Выждав несколько секунд и убедившись, что кругом спокойно, мужчина тихонько свистит. Тотчас из темноты появляются еще три мужские фигуры…
А спустя два часа, когда небо над далеким хребтом Рохо начинает медленно наливаться нежным розовым светом, в окно дома, в котором живет владелец магазина "1001 мелочь" Маркус Финт, кто-то осторожно стучит. Круглый приземистый Финт, путаясь в длинной ночной сорочке, скатывается с высокой старомодной кровати и, шлепая по полу босыми ногами, подходит к окну. За окном смутно маячит мужская фигура. Финт открывает форточку.
– Кто там? Ты, Рекс?
– А то кто же? Не видишь, что ли! – слышится в ответ приглушенный голос. – Мы с товаром. Открой!
– Что там еще за товар? – открывая дверь, недовольно бубнит хозяин. Можно подумать, что сейчас он отправит ночного гостя восвояси. Но недовольство Финта явно наигранное – не дожидаясь ответа на свой вопрос, он тут же, перейдя на шепот, торопливо говорит: – Ладно, потом разберемся. Тащите пока все сюда.

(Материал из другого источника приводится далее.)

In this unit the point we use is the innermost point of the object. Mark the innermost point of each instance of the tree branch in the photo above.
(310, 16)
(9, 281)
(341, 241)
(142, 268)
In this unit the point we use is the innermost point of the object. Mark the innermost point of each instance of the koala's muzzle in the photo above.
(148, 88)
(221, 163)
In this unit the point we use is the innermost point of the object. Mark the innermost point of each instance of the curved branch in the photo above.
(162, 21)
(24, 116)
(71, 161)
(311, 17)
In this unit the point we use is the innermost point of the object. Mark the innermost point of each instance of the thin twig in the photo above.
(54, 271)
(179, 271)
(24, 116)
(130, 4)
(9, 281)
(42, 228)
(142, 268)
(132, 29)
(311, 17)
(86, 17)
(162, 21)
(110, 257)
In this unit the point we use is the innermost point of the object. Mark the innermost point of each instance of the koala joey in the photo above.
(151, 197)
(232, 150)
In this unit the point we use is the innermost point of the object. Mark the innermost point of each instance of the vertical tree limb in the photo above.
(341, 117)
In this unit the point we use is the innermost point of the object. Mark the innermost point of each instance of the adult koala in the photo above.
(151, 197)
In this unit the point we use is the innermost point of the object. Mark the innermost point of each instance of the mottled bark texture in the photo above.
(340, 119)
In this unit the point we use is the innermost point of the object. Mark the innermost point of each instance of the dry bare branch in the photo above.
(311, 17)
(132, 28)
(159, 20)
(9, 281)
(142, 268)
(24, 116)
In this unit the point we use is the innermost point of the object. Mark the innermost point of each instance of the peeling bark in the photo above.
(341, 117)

Не говоря ни слова, человек, которого Маркус Финт назвал Рексом, оборачивается и подзывает кого-то невидимого взмахом руки. Тотчас из-за угла дома появляются один за другим трое мужчин. Сгибаясь под тяжестью сумок и свертков, они следом за Рексом проскальзывают мимо хозяина в открытую дверь. Из темного коридора все пятеро, спотыкаясь и наталкиваясь друг на друга, попадают в напоминающую склад комнату без окон, с тяжелым, затхлым воздухом. Под потолком комнаты горит тусклая, покрытая густым слоем пыли лампочка. Ее света едва хватает, чтобы рассмотреть ночных пришельцев.

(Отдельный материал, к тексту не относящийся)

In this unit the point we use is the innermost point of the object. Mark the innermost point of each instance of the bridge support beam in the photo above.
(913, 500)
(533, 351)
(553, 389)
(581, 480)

Из всей четверки наибольшее внимание на себя обращает своим франтоватым видом Вилли Рекс – среднего роста плотный мужчина сорока пяти лет с женским задом, короткими, не привыкшими к труду руками и большой круглой головой на короткой шее. Припудренное, тщательно выбритое лицо Рекса состоит из надменно поднятых черных бровей, таких же черных навыкате глаз, большого с горбинкой носа, тонких щегольских усиков и полных ярких губ. Стремясь казаться элегантным, Рекс даже в жару носит тройку – правда, белую, – бабочку и шляпу. И сейчас, ночью, он одет с претензией на франтовство: темные брюки, светлый в клетку пиджак в талию, белая рубаха, пестрый с пальмой и яхтой галстук и неизменная велюровая шляпа, из-под которой выбиваются вьющиеся черные волосы.